Mientras subo calmado y dosificando, busco con la mirada algún descanso en el camino. No aparece. Tengo sólo los datos de la distancia total; 3,9 kilómetros. Con ese único dato trato de regular las fuerzas.  Mi velocidad baja bruscamente. No logro encontrar mi ritmo, hasta que por fin me engancho en paupérrimos 7 km/h. Paupérrimos pero efectivos. Sigo así y al cabo de unos minutos de pendientes y más pendientes doy por fin con las curvas en torno a las torres. Allí logro recuperar, pero insisto en no acelerar el ritmo. Sigue siendo un misterio los 2 kilómetros que aun quedan así que no hay que arriesgar.  Dejo atrás el sector de las torres y ante mi se despliega un tramo semirecto que resulta engañador, mucho más pesado de lo que parece.

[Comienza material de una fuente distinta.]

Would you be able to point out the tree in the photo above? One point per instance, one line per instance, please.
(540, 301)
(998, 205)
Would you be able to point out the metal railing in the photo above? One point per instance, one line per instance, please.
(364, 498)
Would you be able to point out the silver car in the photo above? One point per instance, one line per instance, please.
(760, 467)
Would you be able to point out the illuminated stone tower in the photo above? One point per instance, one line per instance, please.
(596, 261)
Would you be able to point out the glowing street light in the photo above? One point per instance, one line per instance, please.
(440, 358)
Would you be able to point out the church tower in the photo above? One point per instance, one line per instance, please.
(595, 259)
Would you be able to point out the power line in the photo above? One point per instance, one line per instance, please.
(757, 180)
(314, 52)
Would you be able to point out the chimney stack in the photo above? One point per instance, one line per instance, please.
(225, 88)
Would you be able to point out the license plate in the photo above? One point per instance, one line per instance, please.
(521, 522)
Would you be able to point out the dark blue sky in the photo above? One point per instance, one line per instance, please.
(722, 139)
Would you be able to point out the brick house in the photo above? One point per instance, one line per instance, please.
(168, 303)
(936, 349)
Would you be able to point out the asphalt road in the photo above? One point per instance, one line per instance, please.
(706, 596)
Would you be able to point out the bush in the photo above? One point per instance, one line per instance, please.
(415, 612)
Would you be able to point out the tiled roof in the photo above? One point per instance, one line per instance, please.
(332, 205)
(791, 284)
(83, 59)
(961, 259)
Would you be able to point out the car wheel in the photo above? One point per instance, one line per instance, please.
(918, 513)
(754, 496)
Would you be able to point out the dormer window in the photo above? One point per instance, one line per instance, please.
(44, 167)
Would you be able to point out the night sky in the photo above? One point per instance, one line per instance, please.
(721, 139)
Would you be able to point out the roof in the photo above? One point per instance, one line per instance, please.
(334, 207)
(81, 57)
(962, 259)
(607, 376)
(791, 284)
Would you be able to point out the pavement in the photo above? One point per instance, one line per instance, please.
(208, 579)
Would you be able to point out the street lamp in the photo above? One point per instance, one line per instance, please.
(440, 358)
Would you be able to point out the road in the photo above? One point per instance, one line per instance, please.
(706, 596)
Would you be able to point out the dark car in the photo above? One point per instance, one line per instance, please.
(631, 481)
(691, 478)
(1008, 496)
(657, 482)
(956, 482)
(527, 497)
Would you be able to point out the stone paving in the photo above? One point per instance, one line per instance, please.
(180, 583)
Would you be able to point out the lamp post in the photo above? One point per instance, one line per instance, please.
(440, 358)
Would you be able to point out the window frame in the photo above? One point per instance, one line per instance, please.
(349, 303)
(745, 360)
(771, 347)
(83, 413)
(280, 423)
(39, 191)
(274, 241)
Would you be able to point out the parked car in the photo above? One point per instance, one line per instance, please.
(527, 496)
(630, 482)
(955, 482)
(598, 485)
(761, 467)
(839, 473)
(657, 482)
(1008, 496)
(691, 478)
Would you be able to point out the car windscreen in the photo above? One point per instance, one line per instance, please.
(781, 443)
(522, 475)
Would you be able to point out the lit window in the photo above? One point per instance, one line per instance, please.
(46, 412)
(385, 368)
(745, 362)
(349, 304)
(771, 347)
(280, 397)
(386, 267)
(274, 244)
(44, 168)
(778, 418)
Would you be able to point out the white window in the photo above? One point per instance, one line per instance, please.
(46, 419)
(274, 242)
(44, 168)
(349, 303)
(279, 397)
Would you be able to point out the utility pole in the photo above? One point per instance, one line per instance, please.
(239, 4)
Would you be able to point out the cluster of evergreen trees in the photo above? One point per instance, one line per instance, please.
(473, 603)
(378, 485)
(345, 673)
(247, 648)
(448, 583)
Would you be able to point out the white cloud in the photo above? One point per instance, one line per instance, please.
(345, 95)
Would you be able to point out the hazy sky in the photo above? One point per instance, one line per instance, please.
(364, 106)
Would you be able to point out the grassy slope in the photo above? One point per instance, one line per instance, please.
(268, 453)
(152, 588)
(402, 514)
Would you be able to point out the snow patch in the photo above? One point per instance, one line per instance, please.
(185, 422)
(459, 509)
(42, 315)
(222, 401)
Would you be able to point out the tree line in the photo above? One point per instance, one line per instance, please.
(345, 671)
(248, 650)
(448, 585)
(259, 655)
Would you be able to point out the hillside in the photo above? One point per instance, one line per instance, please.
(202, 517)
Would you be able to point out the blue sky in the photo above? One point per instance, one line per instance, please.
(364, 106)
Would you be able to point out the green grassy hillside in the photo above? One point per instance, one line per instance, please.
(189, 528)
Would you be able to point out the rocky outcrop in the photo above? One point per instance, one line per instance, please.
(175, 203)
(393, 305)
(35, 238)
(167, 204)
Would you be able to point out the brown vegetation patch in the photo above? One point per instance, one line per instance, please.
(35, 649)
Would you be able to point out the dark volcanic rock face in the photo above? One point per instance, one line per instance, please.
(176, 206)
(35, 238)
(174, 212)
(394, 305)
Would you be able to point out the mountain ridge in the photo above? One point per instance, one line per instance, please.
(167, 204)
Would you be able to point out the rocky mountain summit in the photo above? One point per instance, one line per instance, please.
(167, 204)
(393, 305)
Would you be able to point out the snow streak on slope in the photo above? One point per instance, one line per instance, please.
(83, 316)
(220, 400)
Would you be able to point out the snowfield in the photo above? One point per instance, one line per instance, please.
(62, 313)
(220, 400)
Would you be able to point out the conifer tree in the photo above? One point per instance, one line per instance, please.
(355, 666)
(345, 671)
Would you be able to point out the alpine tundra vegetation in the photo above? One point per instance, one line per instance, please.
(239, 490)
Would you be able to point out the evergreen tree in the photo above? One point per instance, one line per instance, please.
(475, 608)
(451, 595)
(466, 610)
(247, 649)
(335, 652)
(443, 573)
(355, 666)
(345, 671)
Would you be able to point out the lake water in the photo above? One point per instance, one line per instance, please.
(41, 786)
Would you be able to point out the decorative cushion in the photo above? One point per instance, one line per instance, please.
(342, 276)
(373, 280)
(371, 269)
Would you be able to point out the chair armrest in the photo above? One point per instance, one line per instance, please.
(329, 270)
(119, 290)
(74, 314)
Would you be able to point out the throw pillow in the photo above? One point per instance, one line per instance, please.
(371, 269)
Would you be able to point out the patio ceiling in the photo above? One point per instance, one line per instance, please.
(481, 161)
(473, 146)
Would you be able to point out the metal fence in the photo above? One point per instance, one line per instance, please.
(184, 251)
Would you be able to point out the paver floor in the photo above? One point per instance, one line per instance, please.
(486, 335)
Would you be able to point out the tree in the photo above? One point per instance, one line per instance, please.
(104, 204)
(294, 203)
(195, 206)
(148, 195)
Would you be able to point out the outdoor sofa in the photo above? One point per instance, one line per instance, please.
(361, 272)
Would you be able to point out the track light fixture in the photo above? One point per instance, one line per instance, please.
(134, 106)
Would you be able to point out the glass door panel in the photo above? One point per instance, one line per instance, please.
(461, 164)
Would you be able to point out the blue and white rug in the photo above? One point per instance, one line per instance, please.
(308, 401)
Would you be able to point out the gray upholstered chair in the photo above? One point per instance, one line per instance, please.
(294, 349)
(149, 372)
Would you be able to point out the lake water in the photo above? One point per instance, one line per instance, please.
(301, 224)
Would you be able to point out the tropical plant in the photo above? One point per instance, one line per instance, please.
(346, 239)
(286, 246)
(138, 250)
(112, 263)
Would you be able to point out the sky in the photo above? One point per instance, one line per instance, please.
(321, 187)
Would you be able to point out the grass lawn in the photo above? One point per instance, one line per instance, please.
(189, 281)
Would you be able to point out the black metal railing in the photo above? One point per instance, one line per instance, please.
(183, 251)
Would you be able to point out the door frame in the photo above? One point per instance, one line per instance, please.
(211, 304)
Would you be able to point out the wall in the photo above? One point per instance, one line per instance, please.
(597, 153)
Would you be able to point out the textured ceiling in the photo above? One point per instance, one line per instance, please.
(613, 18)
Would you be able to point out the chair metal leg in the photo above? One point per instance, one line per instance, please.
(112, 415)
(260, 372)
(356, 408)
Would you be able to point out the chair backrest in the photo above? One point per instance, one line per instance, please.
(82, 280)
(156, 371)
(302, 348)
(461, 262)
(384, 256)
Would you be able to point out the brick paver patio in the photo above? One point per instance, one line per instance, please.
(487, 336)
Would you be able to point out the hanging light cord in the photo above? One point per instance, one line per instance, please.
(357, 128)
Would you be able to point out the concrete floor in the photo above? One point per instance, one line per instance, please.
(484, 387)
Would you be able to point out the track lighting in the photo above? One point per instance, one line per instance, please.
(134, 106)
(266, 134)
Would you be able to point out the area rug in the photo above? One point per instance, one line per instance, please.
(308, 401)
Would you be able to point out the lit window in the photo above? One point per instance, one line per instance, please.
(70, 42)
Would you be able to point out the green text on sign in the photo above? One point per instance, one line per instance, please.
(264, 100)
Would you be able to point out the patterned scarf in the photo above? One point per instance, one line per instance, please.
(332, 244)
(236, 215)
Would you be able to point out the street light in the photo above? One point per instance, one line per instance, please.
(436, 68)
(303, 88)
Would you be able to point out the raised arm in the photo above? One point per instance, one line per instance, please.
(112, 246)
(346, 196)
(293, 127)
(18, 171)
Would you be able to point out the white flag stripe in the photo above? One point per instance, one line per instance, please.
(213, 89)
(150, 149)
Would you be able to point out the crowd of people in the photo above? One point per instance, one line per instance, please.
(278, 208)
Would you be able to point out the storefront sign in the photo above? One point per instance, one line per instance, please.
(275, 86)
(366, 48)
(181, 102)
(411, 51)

En mi cabeza trato de sacar comparativas. Acuerdo conmigo mismo que es como el último tramo de la cuesta poniente de Mallarauco, pero multiplicado en extensión por 2 o 3. Si subí eso, esto también lo subiré me digo.

Termino de subir el tramo recto y al llegar al descanso ya pienso que he terminado, pero no. Quizá eso sea una de las cosas más agotadoras de esta subida, da la impresión que se va a terminar pero continua y continua. De repente llego a una zona semiplana y creo que he terminado. Nuevamente levanto la vista y unos metros más adelante veo otra subida. “Mierda” me digo, hay que seguir.

Y sigo, no queda otra. Ahora trato de pararme en los pedales. La mayor parte de la subida la he hecho sentado porque me da más equilibrio a la hora de forzar el pedal. Ahora siento que la cuesta cede, como va cediendo el boxeador en cada asalto.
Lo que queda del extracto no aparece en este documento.